The top circuit in this table is the standard textbook method for creating a 4-qubit GHZ state using Hadamard and CNOT (CNOT is equivalent to a ZX interaction) gates. The bottom circuit achieves the same task using a single global MS gate. One can see that the top circuit is more suited to superconducting backends (produces shorter circuit when compiled), whereas the bottom circuit are more suited to trapped ion backends.
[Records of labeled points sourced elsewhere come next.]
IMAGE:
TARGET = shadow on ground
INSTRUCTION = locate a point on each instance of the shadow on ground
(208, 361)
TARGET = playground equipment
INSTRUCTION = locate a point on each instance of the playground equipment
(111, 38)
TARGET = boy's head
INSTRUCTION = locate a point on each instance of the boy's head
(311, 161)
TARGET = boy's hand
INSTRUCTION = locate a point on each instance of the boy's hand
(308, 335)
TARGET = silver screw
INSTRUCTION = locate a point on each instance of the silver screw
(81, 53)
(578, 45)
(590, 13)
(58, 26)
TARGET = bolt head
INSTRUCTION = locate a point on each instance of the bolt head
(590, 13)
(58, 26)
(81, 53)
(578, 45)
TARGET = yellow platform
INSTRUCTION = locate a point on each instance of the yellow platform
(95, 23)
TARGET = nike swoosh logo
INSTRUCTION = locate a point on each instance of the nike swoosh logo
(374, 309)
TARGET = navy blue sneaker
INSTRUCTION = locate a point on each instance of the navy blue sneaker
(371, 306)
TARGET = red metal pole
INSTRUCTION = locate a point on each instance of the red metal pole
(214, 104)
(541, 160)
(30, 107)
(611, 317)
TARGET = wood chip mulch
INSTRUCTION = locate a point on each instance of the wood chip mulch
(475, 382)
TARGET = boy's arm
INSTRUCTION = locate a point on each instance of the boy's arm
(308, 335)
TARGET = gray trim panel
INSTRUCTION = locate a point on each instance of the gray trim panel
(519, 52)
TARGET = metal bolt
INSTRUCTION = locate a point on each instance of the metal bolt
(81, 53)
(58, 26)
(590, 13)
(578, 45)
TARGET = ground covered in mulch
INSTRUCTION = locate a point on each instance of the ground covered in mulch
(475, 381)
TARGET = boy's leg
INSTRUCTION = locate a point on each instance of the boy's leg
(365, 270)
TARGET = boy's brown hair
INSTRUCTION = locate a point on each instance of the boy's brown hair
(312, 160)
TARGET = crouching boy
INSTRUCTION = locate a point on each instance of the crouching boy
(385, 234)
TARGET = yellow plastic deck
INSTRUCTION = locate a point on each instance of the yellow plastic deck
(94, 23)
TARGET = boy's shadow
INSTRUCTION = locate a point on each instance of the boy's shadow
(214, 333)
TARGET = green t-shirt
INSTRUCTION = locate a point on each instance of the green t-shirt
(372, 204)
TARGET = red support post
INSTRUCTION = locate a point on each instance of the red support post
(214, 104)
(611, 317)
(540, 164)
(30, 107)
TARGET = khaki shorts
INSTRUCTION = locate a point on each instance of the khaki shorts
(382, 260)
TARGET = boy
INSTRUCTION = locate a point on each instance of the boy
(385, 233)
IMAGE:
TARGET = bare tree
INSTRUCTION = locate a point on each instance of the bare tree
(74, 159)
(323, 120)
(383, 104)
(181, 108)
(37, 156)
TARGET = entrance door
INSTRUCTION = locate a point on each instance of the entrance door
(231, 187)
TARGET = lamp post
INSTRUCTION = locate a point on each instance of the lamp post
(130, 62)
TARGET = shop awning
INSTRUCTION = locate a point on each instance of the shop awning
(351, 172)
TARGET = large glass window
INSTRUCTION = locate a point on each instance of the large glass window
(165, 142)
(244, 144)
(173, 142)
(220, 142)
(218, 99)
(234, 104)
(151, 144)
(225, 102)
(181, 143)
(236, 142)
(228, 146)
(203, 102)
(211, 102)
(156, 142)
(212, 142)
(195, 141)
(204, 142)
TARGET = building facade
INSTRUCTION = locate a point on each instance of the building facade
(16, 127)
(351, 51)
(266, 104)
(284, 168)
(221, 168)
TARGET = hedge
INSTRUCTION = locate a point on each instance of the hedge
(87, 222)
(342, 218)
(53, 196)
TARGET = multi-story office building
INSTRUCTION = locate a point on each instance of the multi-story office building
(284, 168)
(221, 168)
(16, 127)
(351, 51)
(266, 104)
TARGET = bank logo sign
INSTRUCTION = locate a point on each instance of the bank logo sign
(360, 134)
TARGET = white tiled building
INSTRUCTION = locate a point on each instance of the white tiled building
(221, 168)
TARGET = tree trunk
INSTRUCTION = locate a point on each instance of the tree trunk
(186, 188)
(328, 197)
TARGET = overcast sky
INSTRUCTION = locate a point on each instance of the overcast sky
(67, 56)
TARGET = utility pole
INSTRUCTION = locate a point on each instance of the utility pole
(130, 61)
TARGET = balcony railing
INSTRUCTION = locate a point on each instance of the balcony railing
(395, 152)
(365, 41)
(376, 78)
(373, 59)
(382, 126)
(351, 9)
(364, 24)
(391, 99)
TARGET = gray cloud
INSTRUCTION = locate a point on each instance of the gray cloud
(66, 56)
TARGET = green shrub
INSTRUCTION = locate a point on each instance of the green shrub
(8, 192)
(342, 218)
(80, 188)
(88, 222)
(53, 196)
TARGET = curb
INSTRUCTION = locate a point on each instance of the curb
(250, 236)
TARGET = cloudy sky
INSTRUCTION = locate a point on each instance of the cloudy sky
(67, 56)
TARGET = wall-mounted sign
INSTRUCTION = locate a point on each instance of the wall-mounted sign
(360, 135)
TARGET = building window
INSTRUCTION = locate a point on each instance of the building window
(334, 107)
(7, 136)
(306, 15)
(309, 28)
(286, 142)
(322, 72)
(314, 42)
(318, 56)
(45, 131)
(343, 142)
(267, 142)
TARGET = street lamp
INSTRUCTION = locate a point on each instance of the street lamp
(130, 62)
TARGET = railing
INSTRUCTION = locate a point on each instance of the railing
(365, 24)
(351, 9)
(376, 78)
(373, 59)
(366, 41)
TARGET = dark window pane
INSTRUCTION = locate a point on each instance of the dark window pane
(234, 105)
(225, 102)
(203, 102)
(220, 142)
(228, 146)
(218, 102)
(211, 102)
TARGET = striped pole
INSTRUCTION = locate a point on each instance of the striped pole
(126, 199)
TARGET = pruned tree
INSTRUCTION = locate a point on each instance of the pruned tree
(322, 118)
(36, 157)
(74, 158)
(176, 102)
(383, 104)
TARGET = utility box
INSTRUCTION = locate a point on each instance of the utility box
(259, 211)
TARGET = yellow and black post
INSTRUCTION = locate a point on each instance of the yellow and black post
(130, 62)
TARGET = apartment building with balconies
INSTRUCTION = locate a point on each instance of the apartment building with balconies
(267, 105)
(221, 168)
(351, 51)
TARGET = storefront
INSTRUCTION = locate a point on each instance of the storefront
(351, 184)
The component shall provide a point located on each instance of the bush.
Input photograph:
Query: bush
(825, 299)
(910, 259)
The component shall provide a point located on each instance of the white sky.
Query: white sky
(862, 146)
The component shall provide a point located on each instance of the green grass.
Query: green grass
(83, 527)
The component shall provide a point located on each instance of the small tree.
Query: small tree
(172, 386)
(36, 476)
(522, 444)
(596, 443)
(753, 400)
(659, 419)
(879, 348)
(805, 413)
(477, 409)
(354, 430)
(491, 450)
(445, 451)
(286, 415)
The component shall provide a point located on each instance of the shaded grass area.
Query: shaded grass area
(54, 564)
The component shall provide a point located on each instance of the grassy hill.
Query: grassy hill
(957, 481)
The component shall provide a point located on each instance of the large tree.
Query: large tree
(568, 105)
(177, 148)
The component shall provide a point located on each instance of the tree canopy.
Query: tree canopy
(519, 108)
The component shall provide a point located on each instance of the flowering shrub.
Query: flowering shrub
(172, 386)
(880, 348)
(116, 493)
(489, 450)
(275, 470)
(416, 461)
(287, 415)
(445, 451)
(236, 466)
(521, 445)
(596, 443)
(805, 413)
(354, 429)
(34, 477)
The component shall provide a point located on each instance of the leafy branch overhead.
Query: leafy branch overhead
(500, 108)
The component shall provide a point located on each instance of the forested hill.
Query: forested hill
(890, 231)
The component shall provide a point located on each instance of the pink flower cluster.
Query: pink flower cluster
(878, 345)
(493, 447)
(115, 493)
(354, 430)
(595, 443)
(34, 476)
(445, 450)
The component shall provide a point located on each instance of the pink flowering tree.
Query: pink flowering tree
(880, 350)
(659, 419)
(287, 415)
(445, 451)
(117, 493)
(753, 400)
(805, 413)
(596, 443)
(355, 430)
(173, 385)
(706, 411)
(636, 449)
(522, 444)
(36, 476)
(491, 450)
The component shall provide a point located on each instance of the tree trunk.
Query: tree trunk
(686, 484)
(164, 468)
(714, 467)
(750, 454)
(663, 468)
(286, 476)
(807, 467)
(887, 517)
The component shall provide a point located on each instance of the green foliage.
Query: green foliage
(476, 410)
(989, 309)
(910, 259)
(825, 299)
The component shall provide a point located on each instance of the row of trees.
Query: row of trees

Figure 3: Four qubit GHZ states expressed in the native gate sets of the IBM [u1, u2, u3, cx] and AQT [r, rx, ry, rxx, ms] quantum systems along with the equivalent transpiled circuit in the alternate choice of basis gates.
Indeed, after executing each circuit, we notice that the top circuit performs much better on a superconducting system, whereas the bottom performs well on a trapped ion system.
Figure 4: Histograms of runs on a superconducting and trapped ion system. The histograms show the statistics of the output collected after many runs of the circuit on each system. As a reminder, in a GHZ state, we are looking for peaks at the two ends of the histogram (i.e. the probability of observing 0000 and 1111), and near-zero values for the probabilities of other observations.
For near term quantum computing systems, circuit optimization plays a critical role in the successful execution of many algorithms. Such techniques are often closely tied to the specific gate set used by a device, as well as specific hardware characteristics such as gate errors, readout errors, and qubit coherence times. Qiskit has a wealth of circuit optimization passes, many of which are tailored to the IBM quantum systems and their basis gates. Employing similar methods for trapped ion systems, and in particular exploring and extending the noise-aware compilation strategies in Qiskit to this new platform is a fascinating compiler challenge going forward.
With this article, we aimed to illustrate how the Qiskit framework allows simple extension mechanisms to promote the exploration of alternative quantum computing hardware architectures.
¹ The code for this example is available in the Qiskit tutorials. And the AQT provider can be installed using: pip install qiskit-aqt-provider.